McGuire's gift -- people always said -- was his ability to inspire confidence in people. Dean Smith would talk about how he loved golfing with McGuire because those were the days he made 8-foot putts. Lots of people said stuff like that. And McGuire made Chamberlain feel limitless. It's not that Chamberlain ever lacked for confidence -- after all, there was a story in the Saturday Evening Post calling him the greatest basketball player who ever lived. And that came out before Chamberlain played his first college game. But something about that combination -- the brilliance of Wilt Chamberlain and the confidence of Frank McGuire -- led to something magical.

Chamberlain was on a scoring surge leading into the 100-point game. Well, that whole season was a scoring surge, but Chamberlain had been especially hot coming in. He had been held to just 26 points in a loss to the Celtics eight days before the 100-point night, and nobody was happy about it. "Feed Wilt," McGuire would remember telling his team, and the next night Chamberlain scored 67 points in a loss to the Knicks. Two days later, he scored 65 in a Philadelphia victory over St. Louis. And the night after that, he scored 61 as the Warriors beat the Chicago Packers.

That led to the night in Hershey on March 2, 1962. Chamberlain would often say that he started thinking it was a magical night when he made nine consecutive free throws -- Chamberlain was, of course, a notoriously bad free-throw shooter his entire career*. He made those nine free throws in a row, and it all felt right. He made 28-of-32 free throws that day, which was a big reason he was able to score 100. His teammates kept feeding him and feeding him. The crowd -- if you can call the 4,124 or so people in the stands that day a crowd -- rushed the court before the game even ended.

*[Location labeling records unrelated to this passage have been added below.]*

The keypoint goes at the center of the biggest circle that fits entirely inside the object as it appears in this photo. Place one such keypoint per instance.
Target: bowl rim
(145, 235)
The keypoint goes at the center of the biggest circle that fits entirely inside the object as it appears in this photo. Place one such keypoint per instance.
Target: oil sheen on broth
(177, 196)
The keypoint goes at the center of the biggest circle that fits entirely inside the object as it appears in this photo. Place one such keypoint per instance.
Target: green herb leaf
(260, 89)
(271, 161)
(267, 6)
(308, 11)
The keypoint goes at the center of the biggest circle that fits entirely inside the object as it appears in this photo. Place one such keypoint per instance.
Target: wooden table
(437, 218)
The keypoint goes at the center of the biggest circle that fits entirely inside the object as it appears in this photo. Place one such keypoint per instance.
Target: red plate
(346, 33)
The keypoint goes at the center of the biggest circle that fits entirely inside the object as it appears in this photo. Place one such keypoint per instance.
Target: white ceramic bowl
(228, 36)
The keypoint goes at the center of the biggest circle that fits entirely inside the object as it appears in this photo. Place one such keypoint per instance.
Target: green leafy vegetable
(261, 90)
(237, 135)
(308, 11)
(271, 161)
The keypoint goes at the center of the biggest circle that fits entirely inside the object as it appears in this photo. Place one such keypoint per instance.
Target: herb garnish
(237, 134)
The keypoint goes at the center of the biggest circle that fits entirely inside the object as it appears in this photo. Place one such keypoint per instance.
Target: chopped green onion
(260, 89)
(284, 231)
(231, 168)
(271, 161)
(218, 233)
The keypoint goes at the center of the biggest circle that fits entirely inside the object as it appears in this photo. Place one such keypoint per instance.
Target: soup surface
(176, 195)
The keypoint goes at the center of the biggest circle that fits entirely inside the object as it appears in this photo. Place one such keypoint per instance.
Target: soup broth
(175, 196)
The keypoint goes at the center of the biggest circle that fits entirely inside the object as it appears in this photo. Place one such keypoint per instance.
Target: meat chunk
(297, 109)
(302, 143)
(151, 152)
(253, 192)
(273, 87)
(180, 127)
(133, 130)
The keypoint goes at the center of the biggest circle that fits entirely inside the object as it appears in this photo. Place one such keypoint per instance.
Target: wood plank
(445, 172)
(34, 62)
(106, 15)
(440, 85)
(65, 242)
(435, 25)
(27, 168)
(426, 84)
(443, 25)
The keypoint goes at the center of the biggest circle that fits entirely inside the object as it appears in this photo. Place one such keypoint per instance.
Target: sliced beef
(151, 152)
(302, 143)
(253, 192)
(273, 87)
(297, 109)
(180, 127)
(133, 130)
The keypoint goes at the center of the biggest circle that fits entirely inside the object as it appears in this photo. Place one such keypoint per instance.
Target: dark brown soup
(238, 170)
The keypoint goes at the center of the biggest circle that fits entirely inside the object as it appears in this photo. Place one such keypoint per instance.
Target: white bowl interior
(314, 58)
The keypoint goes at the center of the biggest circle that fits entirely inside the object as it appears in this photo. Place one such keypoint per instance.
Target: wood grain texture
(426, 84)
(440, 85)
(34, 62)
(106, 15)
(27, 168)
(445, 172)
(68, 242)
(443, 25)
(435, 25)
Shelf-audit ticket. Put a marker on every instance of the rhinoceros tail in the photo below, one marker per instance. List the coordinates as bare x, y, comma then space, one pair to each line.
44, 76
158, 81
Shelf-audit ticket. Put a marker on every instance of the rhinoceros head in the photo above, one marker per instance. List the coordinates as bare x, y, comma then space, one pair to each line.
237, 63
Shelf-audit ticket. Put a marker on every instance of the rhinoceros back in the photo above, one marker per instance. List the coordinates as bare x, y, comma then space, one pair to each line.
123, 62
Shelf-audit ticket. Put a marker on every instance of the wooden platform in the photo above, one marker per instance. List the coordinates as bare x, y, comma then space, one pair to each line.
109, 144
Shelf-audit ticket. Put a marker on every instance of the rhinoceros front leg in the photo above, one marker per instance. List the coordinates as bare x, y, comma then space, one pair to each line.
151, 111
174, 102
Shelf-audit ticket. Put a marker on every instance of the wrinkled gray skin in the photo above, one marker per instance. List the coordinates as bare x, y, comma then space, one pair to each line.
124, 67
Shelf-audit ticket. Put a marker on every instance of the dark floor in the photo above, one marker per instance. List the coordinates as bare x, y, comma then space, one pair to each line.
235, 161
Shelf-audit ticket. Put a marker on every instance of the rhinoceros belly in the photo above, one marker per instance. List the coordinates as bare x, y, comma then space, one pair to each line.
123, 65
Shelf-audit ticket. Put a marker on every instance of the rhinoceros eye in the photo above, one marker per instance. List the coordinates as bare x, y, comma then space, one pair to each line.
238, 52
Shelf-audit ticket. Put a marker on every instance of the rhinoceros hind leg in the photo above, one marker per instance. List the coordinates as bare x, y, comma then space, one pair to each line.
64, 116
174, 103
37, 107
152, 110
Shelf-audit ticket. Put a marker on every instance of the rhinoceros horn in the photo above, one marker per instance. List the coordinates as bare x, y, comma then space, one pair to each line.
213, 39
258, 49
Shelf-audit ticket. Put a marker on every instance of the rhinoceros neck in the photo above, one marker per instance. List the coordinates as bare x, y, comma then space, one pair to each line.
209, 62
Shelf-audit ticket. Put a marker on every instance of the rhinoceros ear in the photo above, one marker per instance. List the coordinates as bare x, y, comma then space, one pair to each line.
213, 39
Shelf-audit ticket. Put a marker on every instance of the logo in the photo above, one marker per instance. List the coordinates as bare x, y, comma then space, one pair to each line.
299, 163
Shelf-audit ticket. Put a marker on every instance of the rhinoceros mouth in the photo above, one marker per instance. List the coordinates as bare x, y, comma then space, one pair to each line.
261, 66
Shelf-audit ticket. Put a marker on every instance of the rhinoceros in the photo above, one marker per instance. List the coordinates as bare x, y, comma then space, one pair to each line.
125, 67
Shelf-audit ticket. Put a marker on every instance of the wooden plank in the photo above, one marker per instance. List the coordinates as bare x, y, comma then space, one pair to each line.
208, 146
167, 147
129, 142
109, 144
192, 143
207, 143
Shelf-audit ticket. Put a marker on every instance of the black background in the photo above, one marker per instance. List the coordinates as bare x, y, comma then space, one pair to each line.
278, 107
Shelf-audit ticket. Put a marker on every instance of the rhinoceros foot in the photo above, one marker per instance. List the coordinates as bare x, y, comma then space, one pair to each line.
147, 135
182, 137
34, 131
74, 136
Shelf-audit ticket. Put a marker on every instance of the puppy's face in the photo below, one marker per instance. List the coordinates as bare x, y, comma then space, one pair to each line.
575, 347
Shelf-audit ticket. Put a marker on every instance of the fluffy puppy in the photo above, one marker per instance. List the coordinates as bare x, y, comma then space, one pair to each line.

*Chamberlain shot 54 percent from the field in his career and just 51 percent from the free-throw line. Another of my favorite Chamberlain statistics is that his last two seasons, he shot 65 percent and 73 percent from the field. And from the line? He shot 42 and 51 percent. There really was never anyone like him.

It is one of those perfect things in sports that Chamberlain scored 100 points in a game. I mean that in the same way that I think it is perfect that Sandy Koufax threw a perfect game, that Babe Ruth hit the called-shot home run, that Jim Brown never missed a game for injury, that Jack Nicklaus won the Masters at 46, that Reggie Jackson hit the three home runs in a World Series. It is perfect because, in a single sentence, you can capture for children and people who were not there the essence of something large.

Q: Who was Wilt Chamberlain?

A: He was the guy who scored ONE HUNDRED POINTS in a game.

That does not tell you who Wilt Chamberlain was, of course. It does not tell you about all his highs and lows, about his triumphs and flaws, about his famous boast of bedding 20,000 women or the pain that boast cost him, about his pride or joy or his torment. Chamberlain was a complicated man.

But it does tell you something. One hundred points. Two quotes come to mind. One is from McGuire, who was asked after that game if Chamberlain's one-man-game act actually hurt the team. "Wilt has been superhuman," McGuire said. "I hate to think where we'd be without him, with just a mere human being in his place."

The other is from Chamberlain himself. Someone asked him at Kansas that day he came back if this ranked as the best day in his life. Chamberlain smirked just a little bit -- the person asking clearly did not appreciate what a life Chamberlain had lived. But Wilt did not ignore the question. He simply said: "I've had a lot of great days. But this wasn't bad. It sure wasn't bad, my man."